My column in the latest Hackspace Magazine is an introduction to RISC-V and how it is enabling open source chip design:
When we think about what open source hardware means, we usually think about the board design being freely available. But what about the processor? Is there a way to make hardware that is truly open source? This month’s column is dedicated to an exciting — and surprisingly political — development in chip design.
When you write a program in the Arduino IDE, it is compiled into instructions for the microcontroller to execute. How does the compiler know what instructions the chip understands? This is defined by the Instruction Set Architecture. The ISA is a standard, a set of rules that define the tasks the processor can perform.

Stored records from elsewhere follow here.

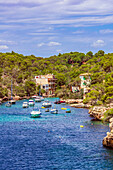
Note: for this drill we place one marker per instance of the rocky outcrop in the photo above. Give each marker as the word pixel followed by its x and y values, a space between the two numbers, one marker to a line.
pixel 108 140
pixel 73 101
pixel 98 111
pixel 80 105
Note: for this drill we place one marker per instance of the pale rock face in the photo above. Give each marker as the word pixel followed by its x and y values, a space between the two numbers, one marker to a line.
pixel 108 140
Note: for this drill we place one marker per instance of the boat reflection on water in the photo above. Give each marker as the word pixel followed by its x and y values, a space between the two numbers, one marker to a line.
pixel 35 113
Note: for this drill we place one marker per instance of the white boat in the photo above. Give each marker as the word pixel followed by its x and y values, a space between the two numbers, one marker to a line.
pixel 54 111
pixel 25 105
pixel 42 98
pixel 37 99
pixel 35 96
pixel 8 104
pixel 31 103
pixel 12 101
pixel 46 104
pixel 36 113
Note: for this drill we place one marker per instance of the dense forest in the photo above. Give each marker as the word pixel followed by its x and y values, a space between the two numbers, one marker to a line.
pixel 66 68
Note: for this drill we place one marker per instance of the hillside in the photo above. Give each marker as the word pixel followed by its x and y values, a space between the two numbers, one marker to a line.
pixel 66 67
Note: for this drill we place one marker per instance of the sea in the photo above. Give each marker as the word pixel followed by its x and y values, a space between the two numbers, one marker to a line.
pixel 63 141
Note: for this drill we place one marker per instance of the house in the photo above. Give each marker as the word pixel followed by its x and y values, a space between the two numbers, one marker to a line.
pixel 46 82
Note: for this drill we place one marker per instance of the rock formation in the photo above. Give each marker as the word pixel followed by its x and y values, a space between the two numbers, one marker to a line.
pixel 108 140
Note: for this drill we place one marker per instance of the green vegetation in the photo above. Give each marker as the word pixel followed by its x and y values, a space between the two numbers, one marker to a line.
pixel 108 114
pixel 66 68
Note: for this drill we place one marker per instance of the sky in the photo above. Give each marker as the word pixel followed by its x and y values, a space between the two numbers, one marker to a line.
pixel 48 27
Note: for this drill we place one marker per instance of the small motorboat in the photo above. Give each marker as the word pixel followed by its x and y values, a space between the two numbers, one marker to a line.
pixel 68 110
pixel 37 99
pixel 62 102
pixel 47 110
pixel 46 104
pixel 31 103
pixel 25 105
pixel 12 101
pixel 35 113
pixel 54 111
pixel 57 102
pixel 42 99
pixel 8 104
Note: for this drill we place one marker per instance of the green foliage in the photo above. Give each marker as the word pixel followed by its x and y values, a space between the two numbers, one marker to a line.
pixel 23 69
pixel 108 114
pixel 30 88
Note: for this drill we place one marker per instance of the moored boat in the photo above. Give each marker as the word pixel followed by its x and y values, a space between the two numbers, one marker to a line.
pixel 62 102
pixel 12 101
pixel 8 104
pixel 31 103
pixel 25 105
pixel 35 113
pixel 37 99
pixel 54 111
pixel 47 110
pixel 68 110
pixel 57 102
pixel 46 104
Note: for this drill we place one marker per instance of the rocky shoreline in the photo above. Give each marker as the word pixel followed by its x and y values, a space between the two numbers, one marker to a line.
pixel 108 140
pixel 98 113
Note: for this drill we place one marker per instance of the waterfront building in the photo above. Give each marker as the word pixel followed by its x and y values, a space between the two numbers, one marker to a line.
pixel 46 82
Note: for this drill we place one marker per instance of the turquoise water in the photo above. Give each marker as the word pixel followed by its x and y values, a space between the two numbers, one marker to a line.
pixel 52 141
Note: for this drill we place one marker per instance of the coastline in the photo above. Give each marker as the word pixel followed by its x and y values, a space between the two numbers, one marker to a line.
pixel 96 111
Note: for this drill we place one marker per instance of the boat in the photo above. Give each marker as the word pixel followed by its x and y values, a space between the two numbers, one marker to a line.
pixel 31 103
pixel 54 111
pixel 62 102
pixel 12 101
pixel 47 110
pixel 46 104
pixel 42 98
pixel 38 99
pixel 68 110
pixel 8 104
pixel 35 113
pixel 25 105
pixel 57 102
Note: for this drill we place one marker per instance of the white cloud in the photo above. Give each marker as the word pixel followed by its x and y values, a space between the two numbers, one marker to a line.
pixel 3 47
pixel 78 32
pixel 52 43
pixel 41 44
pixel 106 31
pixel 58 51
pixel 49 44
pixel 98 43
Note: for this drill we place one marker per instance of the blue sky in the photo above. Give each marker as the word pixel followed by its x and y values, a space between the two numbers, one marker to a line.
pixel 49 27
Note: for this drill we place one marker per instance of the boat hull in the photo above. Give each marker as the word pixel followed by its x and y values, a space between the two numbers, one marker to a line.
pixel 54 111
pixel 35 114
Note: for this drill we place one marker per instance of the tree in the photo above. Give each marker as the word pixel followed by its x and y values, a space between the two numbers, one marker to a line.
pixel 30 88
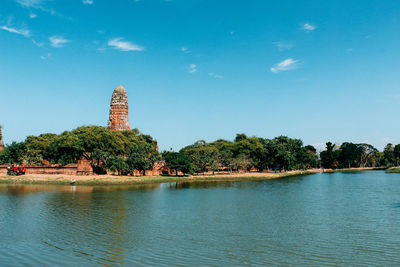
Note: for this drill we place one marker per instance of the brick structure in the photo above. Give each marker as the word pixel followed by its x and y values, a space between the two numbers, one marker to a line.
pixel 119 117
pixel 1 141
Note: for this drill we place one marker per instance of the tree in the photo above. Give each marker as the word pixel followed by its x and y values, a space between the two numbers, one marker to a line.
pixel 142 157
pixel 15 153
pixel 389 155
pixel 349 155
pixel 396 154
pixel 178 161
pixel 118 164
pixel 329 156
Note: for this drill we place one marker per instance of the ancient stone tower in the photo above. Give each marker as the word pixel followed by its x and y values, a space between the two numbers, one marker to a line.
pixel 119 118
pixel 1 141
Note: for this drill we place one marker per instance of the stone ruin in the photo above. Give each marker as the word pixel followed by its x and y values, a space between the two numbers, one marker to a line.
pixel 1 141
pixel 119 115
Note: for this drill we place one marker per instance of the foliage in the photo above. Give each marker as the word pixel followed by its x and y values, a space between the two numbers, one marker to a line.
pixel 178 161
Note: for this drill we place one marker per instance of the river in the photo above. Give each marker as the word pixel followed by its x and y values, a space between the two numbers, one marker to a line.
pixel 341 219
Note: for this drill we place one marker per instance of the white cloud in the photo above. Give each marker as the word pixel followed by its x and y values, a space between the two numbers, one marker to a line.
pixel 30 3
pixel 58 41
pixel 308 27
pixel 214 75
pixel 48 56
pixel 192 68
pixel 119 44
pixel 282 46
pixel 287 64
pixel 23 32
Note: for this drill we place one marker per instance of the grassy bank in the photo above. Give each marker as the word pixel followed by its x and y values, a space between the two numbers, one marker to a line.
pixel 128 180
pixel 393 170
pixel 131 180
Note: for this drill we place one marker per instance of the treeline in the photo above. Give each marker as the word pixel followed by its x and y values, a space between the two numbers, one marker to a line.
pixel 126 151
pixel 119 151
pixel 244 153
pixel 350 155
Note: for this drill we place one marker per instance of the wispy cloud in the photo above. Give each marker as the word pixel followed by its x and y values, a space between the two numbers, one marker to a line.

Chances are that both your laptop and the datacenter streaming your favorite movie are using an ISA owned by Intel or AMD. The processor in your smartphone is almost certainly using a proprietary ISA licensed from ARM. This is dangerous: proprietary standards can be over-priced, prevent innovation or even disappear altogether when companies change strategy.
Enter RISC-V, a free and open ISA created by researchers at UC Berkeley led by Krste Asanović and David Patterson. “We were always jealous that you could get industrial-strength software that was open,” Patterson explained to VentureBeat at the RISC-V Summit back in December. “But when it came to hardware, it was proprietary. Now, with RISC-V, we get the same kind of benefit. It helps education, and it helps competition.”